I have background in nothing, I am just a student.
I think that a developer is free to use what is convenient for him. So it would be stupid not to finish delegate implementation to use it as an option.
I would just have a dirty flag, and only recalculate the value if its dirty when accessed. Ergo, when a modifier has been added/removed when it previously wasn’t dirty.
This is a totally valid approach. I find it highly unlikely that you’ll run into a scenario where so many reactive properties are changing during the same frame, that it’ll become a noticeable performance bottleneck in your game.
And if it does, then it should be quite easy to tweak the system to use a dirty flag instead, like @spiney199 suggested.

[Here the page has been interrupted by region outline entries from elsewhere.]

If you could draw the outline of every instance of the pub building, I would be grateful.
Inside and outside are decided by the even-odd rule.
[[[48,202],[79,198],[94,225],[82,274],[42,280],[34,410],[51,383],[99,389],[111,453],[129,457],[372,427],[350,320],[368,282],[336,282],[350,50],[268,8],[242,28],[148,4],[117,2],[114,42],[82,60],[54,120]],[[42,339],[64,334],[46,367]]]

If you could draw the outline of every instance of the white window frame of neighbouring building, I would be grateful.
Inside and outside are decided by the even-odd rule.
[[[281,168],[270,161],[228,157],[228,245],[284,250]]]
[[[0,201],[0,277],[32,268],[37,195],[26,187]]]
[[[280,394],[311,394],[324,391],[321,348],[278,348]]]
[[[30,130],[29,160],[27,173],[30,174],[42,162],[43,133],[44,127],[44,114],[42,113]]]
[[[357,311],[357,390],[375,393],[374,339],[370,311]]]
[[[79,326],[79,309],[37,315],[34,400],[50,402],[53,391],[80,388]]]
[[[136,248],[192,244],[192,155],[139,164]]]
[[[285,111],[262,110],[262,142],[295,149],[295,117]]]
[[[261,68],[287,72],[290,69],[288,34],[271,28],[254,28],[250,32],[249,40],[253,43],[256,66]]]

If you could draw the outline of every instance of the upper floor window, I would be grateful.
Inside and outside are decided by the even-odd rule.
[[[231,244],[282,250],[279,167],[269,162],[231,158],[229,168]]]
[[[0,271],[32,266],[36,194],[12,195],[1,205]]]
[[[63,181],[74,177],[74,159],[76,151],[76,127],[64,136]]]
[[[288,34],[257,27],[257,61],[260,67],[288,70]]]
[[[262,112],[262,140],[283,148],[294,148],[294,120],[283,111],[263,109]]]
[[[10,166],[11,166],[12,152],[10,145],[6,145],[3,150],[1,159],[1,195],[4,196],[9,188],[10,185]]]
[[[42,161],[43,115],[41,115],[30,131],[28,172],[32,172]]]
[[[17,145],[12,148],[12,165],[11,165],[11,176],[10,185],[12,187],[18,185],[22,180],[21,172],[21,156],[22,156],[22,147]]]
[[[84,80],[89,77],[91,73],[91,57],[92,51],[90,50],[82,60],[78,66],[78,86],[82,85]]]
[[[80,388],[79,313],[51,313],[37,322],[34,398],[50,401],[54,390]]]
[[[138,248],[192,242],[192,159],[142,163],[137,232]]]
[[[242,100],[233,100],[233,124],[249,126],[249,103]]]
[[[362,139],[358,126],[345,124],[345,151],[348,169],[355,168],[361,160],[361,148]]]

Using delegates should also be totally fine performance wise. If you want to get rid of garbage generation when modifying the invocation list, you can just use a List<MyDelegate> instead of MyDelegate.
That couldn’t be more wrong. You can say that for as long as you’re a student or work entirely for yourself. But once you work for someone who also does code reviews, you’ll quickly be in a discussion like this.
Now if you keep trying to stick to your way of doing things while the tech lead and possibly other senior engineers have differing opinions, you probably won’t be employed for long in that company.
Always keep an open mind. The ones who keep using what is “convenient” to them will only aggravate their peers AND increase the cost of programming and maintenance because for sure copypasta is super convenient initially.